TIFAB is 161 amino acids in length and also contains the FHA domain flanked by short N- and C-terminal sequences. TIFAB garnered interest because of its location on the commonly deleted region of chromosome 5q (del(5q)) in AML and MDS [
] found that, like TIFA, the key amino acid residues mediating effects on TRAF6 lie in the C-terminus of TIFAB. However, in stark contrast to TIFA, disrupting this C-terminal domain of TIFAB de-repressed TRAF6 and instead prevented TIFAB-mediated inhibition of NF-κB signaling (Figure 2A). Further mechanistic studies solidified these observations, revealing that TIFAB can bind TRAF6, inhibit TRAF6 protein levels, and ultimately impinge on downstream signaling events, including the activation of NF-κB signaling. Binding of TIFAB to TRAF6 occurs in the cytoplasm and across multiple model systems, including normal and leukemic hematopoietic cells. However, unlike TIFA, TIFAB does not appear to bind or regulate TRAF2, as it affects neither TRAF2 protein levels nor TRAF2-induced NF-κB activation [
]. Despite their sequence similarities, TIFA mediates TRAF6-induced NF-κB signaling, while in contrast, TIFAB suppresses TRAF6-induced NF-κB signaling.
To gain additional insight into the functional role of TIFAB in del(5q) MDS/AML, a proteomics screen was performed to identify TIFAB-binding proteins. Mass spectrometry analysis confirmed that TIFAB binds endogenous TRAF6 in a human del(5q) AML cell line, but these studies also revealed that TIFAB readily binds the ubiquitin-specific peptidase USP15 [
]. A series of biochemical assays and co-immunoprecipitation experiments confirmed that TIFAB binds USP15, and this appears to be partly dependent on the deubiquitinating (DUB) activity of USP15. USP15 harbors histidine and cysteine residues in its C-terminal hydrolase domain [
]. TIFAB exhibited a preference for binding active USP15 enzyme rather than its inactive cysteine mutant. Moreover, TIFAB likely binds the C-terminal hydrolase domain of USP15, thus placing the binding of TIFAB near the DUB active site. Cell-free DUB assays indicated that TIFAB further promotes the DUB activity of USP15. Collectively, these studies revealed that FHA domain–containing proteins, which typically mediate protein–protein interactions, are capable of fine-tuning the activity of a deubiquitinating enzyme. Although several reports have identified phosphorylated threonine residues on USP15 [
], future studies will be required to dissect the degree of involvement of the TIFAB FHA domain in mediating these interactions.
The apparent multistep signal amplification of TIFA presents several stages at which the innate immune signaling may be fine-tuned by negative feedback, which is a process critical for preventing sustained activation and hyper-inflammation under stress. As we now understand, TIFAB is a negative regulator of innate immune and inflammatory pathways. Despite the fact that the N-terminal, FHA and C-terminal domains of TIFA and TIFAB share DNA sequence similarity, there is notable variability at the amino acid level, and TIFAB exerts opposite effects on NF-κB signaling as compared with TIFA. Adding to the ambiguity of TIFA and TIFAB functions is the fact that they lack intrinsic catalytic functions; they merely dictate protein–protein interactions and, in the case of TIFA, the assembly of signalosomes. TIFA and TIFAB are also quite small, limiting the likelihood that they would act monomerically as molecular scaffolds, which seems to explain the requirement of TIFA oligomers for NF-kB activation. TIFAB lacks a homologous p-Thr residue at position 9 (Figure 1), indicating that it may not require oligomerization for its biological function, further separating it from the function of TIFA. Future biochemical and structural studies will help clarify this distinction.
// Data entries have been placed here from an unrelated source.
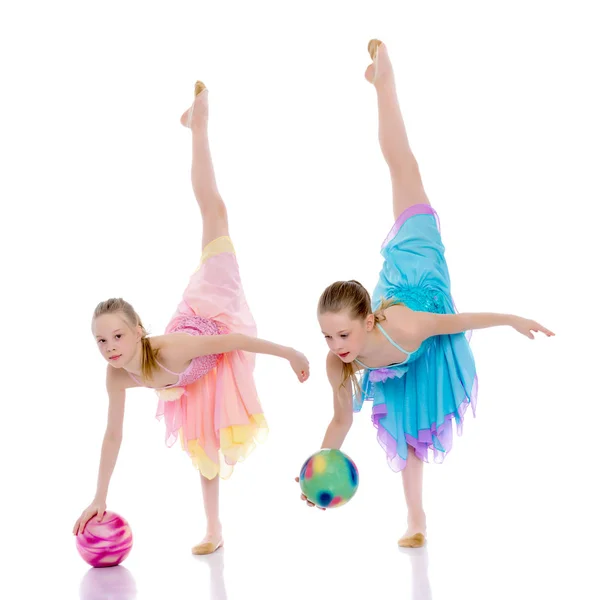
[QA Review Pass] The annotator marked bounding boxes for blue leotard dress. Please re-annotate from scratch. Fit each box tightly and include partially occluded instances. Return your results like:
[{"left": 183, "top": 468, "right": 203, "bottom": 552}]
[{"left": 354, "top": 204, "right": 477, "bottom": 471}]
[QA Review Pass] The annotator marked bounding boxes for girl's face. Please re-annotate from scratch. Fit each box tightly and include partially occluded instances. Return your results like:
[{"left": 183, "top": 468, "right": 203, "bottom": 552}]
[
  {"left": 92, "top": 313, "right": 142, "bottom": 368},
  {"left": 319, "top": 310, "right": 375, "bottom": 363}
]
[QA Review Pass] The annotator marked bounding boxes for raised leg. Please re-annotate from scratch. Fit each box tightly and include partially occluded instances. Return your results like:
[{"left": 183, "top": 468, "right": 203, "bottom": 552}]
[
  {"left": 398, "top": 446, "right": 427, "bottom": 548},
  {"left": 181, "top": 81, "right": 229, "bottom": 249},
  {"left": 365, "top": 40, "right": 429, "bottom": 219}
]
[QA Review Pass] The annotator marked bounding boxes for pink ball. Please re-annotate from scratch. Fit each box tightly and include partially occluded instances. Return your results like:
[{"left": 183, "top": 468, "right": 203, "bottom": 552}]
[{"left": 75, "top": 511, "right": 133, "bottom": 567}]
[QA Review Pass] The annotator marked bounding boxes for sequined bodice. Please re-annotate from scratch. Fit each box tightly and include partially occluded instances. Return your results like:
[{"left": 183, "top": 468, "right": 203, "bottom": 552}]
[{"left": 166, "top": 315, "right": 227, "bottom": 387}]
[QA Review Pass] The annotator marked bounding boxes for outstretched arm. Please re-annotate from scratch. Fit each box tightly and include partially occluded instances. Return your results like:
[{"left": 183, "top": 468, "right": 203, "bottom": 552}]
[
  {"left": 170, "top": 333, "right": 310, "bottom": 382},
  {"left": 414, "top": 312, "right": 554, "bottom": 340}
]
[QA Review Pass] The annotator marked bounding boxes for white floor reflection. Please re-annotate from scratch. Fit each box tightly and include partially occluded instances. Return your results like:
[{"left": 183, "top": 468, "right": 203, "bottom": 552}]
[
  {"left": 398, "top": 546, "right": 433, "bottom": 600},
  {"left": 194, "top": 548, "right": 227, "bottom": 600},
  {"left": 79, "top": 565, "right": 137, "bottom": 600}
]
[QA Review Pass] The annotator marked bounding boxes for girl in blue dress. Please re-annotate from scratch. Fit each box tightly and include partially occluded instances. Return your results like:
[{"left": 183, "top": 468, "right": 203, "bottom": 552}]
[{"left": 302, "top": 40, "right": 554, "bottom": 548}]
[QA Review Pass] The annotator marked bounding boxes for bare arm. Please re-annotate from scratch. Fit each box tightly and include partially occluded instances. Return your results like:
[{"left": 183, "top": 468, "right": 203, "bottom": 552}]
[
  {"left": 73, "top": 366, "right": 125, "bottom": 535},
  {"left": 170, "top": 333, "right": 310, "bottom": 383},
  {"left": 321, "top": 352, "right": 353, "bottom": 450},
  {"left": 413, "top": 312, "right": 554, "bottom": 340},
  {"left": 95, "top": 367, "right": 125, "bottom": 502}
]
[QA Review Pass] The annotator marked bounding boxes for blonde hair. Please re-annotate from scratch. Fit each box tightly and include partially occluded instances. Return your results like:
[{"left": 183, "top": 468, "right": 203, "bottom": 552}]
[
  {"left": 94, "top": 298, "right": 160, "bottom": 381},
  {"left": 317, "top": 279, "right": 400, "bottom": 390}
]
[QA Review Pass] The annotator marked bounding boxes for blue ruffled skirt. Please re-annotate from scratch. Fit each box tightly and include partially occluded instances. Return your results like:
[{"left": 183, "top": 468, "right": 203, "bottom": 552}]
[{"left": 354, "top": 204, "right": 477, "bottom": 471}]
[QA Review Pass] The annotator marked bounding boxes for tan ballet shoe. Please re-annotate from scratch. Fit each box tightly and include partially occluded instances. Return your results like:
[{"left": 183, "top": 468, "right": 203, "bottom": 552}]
[
  {"left": 365, "top": 39, "right": 383, "bottom": 84},
  {"left": 367, "top": 39, "right": 383, "bottom": 60},
  {"left": 180, "top": 81, "right": 208, "bottom": 129},
  {"left": 192, "top": 540, "right": 223, "bottom": 556},
  {"left": 194, "top": 81, "right": 206, "bottom": 96},
  {"left": 398, "top": 533, "right": 425, "bottom": 548}
]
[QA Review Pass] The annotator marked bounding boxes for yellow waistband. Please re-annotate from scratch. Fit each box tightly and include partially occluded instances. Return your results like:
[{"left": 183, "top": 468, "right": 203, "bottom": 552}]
[{"left": 200, "top": 235, "right": 235, "bottom": 265}]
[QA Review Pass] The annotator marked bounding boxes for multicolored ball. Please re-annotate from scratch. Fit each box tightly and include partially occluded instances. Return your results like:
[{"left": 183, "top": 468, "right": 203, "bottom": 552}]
[
  {"left": 300, "top": 448, "right": 358, "bottom": 508},
  {"left": 75, "top": 511, "right": 133, "bottom": 567}
]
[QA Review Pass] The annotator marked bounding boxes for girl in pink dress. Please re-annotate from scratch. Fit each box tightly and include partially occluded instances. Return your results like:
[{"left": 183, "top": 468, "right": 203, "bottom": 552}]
[{"left": 73, "top": 82, "right": 309, "bottom": 554}]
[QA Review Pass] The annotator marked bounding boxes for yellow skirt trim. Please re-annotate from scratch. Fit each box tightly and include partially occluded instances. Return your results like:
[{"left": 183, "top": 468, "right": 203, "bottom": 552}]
[
  {"left": 198, "top": 235, "right": 235, "bottom": 269},
  {"left": 179, "top": 413, "right": 269, "bottom": 479}
]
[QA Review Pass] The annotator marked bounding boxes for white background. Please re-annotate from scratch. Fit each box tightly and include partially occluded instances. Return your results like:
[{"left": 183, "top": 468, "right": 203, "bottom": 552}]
[{"left": 0, "top": 0, "right": 600, "bottom": 600}]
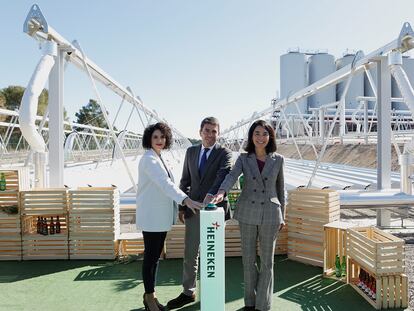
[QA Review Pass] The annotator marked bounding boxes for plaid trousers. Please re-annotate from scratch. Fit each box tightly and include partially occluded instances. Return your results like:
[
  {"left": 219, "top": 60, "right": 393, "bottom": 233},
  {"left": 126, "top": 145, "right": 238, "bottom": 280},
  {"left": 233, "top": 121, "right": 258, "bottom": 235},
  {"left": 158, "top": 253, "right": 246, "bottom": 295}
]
[{"left": 239, "top": 222, "right": 280, "bottom": 311}]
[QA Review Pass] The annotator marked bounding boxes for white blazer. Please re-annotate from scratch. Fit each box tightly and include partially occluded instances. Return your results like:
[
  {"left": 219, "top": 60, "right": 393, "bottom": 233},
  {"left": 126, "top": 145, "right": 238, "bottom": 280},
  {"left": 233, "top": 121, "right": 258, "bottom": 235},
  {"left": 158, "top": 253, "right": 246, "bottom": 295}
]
[{"left": 136, "top": 149, "right": 187, "bottom": 232}]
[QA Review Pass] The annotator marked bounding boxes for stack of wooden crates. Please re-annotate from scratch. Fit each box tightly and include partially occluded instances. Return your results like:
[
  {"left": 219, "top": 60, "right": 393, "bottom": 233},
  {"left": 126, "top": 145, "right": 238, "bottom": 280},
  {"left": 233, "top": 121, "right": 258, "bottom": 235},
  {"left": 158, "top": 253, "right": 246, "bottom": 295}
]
[
  {"left": 286, "top": 189, "right": 340, "bottom": 267},
  {"left": 347, "top": 227, "right": 408, "bottom": 309},
  {"left": 0, "top": 167, "right": 30, "bottom": 260},
  {"left": 68, "top": 188, "right": 120, "bottom": 259}
]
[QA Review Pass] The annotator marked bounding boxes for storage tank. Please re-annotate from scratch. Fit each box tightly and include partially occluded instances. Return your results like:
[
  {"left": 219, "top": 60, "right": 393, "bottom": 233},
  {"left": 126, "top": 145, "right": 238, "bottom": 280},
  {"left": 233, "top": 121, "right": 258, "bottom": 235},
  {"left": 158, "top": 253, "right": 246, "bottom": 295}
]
[
  {"left": 336, "top": 53, "right": 364, "bottom": 114},
  {"left": 308, "top": 53, "right": 336, "bottom": 108},
  {"left": 280, "top": 51, "right": 308, "bottom": 114},
  {"left": 391, "top": 56, "right": 414, "bottom": 110}
]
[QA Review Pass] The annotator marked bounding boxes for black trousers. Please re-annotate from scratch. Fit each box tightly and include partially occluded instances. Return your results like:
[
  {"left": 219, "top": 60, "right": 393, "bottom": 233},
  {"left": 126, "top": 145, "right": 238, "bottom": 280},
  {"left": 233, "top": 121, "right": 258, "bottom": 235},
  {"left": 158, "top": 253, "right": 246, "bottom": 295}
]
[{"left": 142, "top": 231, "right": 167, "bottom": 294}]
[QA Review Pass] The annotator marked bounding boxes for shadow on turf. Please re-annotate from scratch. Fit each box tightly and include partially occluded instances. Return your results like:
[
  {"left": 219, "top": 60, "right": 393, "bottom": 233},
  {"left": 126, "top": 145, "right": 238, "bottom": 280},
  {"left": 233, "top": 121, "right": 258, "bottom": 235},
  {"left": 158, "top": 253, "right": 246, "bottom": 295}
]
[{"left": 0, "top": 260, "right": 107, "bottom": 283}]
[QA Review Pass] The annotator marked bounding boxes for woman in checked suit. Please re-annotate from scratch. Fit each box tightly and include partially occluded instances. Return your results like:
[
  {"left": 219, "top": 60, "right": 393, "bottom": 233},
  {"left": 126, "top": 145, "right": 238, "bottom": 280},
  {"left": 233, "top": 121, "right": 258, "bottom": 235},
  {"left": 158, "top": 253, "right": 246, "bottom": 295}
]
[
  {"left": 213, "top": 120, "right": 285, "bottom": 311},
  {"left": 136, "top": 122, "right": 203, "bottom": 311}
]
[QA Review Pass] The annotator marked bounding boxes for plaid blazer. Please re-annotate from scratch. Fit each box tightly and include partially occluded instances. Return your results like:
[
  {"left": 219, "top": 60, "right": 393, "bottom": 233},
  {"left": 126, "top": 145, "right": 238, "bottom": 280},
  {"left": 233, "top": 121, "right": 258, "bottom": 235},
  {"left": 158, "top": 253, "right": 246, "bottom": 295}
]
[{"left": 220, "top": 153, "right": 285, "bottom": 225}]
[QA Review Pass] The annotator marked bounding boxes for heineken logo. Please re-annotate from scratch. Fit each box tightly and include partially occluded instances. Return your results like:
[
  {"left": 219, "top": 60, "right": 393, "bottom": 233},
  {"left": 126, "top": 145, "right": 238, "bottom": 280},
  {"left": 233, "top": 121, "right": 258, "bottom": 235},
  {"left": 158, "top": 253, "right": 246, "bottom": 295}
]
[{"left": 206, "top": 221, "right": 220, "bottom": 279}]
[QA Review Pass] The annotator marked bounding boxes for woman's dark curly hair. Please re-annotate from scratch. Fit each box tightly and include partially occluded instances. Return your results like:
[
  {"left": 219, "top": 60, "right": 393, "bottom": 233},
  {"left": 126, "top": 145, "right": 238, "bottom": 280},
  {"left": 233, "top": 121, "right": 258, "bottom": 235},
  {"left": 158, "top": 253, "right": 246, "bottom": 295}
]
[
  {"left": 244, "top": 120, "right": 277, "bottom": 154},
  {"left": 142, "top": 122, "right": 172, "bottom": 149}
]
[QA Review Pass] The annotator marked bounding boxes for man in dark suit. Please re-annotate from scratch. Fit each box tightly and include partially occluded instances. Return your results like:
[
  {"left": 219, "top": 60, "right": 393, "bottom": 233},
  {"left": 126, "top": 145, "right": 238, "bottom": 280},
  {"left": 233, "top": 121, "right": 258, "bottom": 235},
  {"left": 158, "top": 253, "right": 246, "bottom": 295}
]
[{"left": 167, "top": 117, "right": 232, "bottom": 309}]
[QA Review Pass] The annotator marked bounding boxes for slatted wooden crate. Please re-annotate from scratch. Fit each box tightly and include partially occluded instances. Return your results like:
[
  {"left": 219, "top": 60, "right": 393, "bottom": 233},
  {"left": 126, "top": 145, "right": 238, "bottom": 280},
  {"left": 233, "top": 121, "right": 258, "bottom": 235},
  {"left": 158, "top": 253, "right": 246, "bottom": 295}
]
[
  {"left": 0, "top": 212, "right": 22, "bottom": 260},
  {"left": 347, "top": 227, "right": 405, "bottom": 276},
  {"left": 0, "top": 167, "right": 31, "bottom": 191},
  {"left": 21, "top": 214, "right": 69, "bottom": 260},
  {"left": 323, "top": 221, "right": 355, "bottom": 280},
  {"left": 224, "top": 219, "right": 241, "bottom": 257},
  {"left": 20, "top": 188, "right": 69, "bottom": 260},
  {"left": 165, "top": 225, "right": 185, "bottom": 258},
  {"left": 286, "top": 189, "right": 340, "bottom": 267},
  {"left": 0, "top": 190, "right": 22, "bottom": 260},
  {"left": 20, "top": 188, "right": 68, "bottom": 216},
  {"left": 69, "top": 188, "right": 120, "bottom": 259},
  {"left": 119, "top": 233, "right": 146, "bottom": 257},
  {"left": 347, "top": 258, "right": 408, "bottom": 310}
]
Although TIFA and TIFAB had both been studied in vitro and in a subset of immune and hematopoietic cells, it is unknown whether these FHA domain–containing proteins played a functional role in hematopoiesis or other biological systems.
Biology of TIFA
Although TIFA is a ubiquitously expressed cytoplasmic protein within the hematopoietic system, TIFA expression patterns indicate a lineage bias toward lymphoid cell fates. TIFA expression is slightly enriched in hematopoietic stem cells (HSCs) and myeloid progenitors, with robust expression in B cells and reduced expression in monocytes [
] (Figure 3). Yet, thus far, the functional effects of TIFA expression on hematopoiesis have not been reported. However, several studies on the cellular effects mediated by TIFA reveal a diverse range of biological functions, even in cell types that are not hematopoietic in origin. On the basis of several reports, it is known that TIFA is functionally important in cell types that exhibit epithelial barrier function, including gastric and intestinal epithelial cells [
]. Most recently, TIFA has been reported to sense bacterial intermediate by-products of lipopolysaccharide (LPS) via a cytosolic surveillance pathway triggering the NF-κB response, thus playing an important role in innate immune cells [
]. TIFA-mediated innate immune signaling is critical for transducing intracellular signals to mount an inflammatory immune response that recruits immune cells to sites of bacterial infection or tissue damage.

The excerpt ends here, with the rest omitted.